Machine learning (ML) has become a versatile tool for analyzing anomalous diffusion trajectories, yet most existing pipelines are trained on large collections of simulated data. In contrast, experimental trajectories, such as those from single-particle tracking (SPT), are typically scarce and may differ substantially from the idealized models used for simulation, leading to degradation or even breakdown of performance when ML methods are applied to real data. To address this mismatch, we introduce a wavelet-based representation of anomalous diffusion that enables data-efficient learning directly from experimental recordings. This representation is constructed by applying six complementary wavelet families to each trajectory and combining the resulting wavelet modulus scalograms. We first evaluate the wavelet representation on simulated trajectories from the andi-datasets benchmark, where it clearly outperforms both feature-based and trajectory-based methods with as few as 1000 training trajectories and still retains an advantage on large training sets. We then use this representation to learn directly from experimental SPT trajectories of fluorescent beads diffusing in F-actin networks, where the wavelet representation remains superior to existing alternatives for both diffusion-exponent regression and mesh-size classification. In particular, when predicting the diffusion exponents of experimental trajectories, a model trained on 1200 experimental tracks using the wavelet representation achieves significantly lower errors than state-of-the-art deep learning models trained purely on $10^6$ simulated trajectories. We associate this data efficiency with the emergence of distinct scale fingerprints disentangling underlying diffusion mechanisms in the wavelet spectra.
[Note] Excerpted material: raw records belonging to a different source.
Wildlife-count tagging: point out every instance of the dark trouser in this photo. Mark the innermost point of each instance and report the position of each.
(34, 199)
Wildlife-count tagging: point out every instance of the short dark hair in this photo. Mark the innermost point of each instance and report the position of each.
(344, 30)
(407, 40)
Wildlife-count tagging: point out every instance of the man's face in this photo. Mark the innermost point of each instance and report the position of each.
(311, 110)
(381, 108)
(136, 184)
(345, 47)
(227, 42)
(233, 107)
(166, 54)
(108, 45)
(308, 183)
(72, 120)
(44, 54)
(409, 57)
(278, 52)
翻译：机器学习已成为分析异常扩散轨迹的通用工具，但现有方法大多基于大量模拟数据进行训练。相比之下，实验轨迹（如单粒子追踪所得）通常稀缺，且可能与模拟所用的理想化模型存在显著差异，导致机器学习方法应用于真实数据时性能下降甚至失效。为解决这一不匹配问题，我们提出一种基于小波的异常扩散表示方法，能够直接从实验记录中实现数据高效学习。该表示通过将六种互补小波族应用于每条轨迹，并融合所得的小波模量尺度图构建而成。我们首先在andi-datasets基准的模拟轨迹上评估小波表示方法，结果显示仅用1000条训练轨迹时，其性能已明显优于基于特征和基于轨迹的方法，且在大规模训练集上仍保持优势。随后，我们利用该表示方法直接学习荧光微球在F-肌动蛋白网络中扩散的实验单粒子追踪轨迹，结果表明小波表示在扩散指数回归和网格尺寸分类任务中均优于现有方法。特别地，在预测实验轨迹的扩散指数时，使用小波表示基于1200条实验轨迹训练的模型，其误差显著低于完全基于$10^6$条模拟轨迹训练的最先进深度学习模型。我们将这种数据高效性归因于小波谱中解耦潜在扩散机制的独特尺度指纹的出现。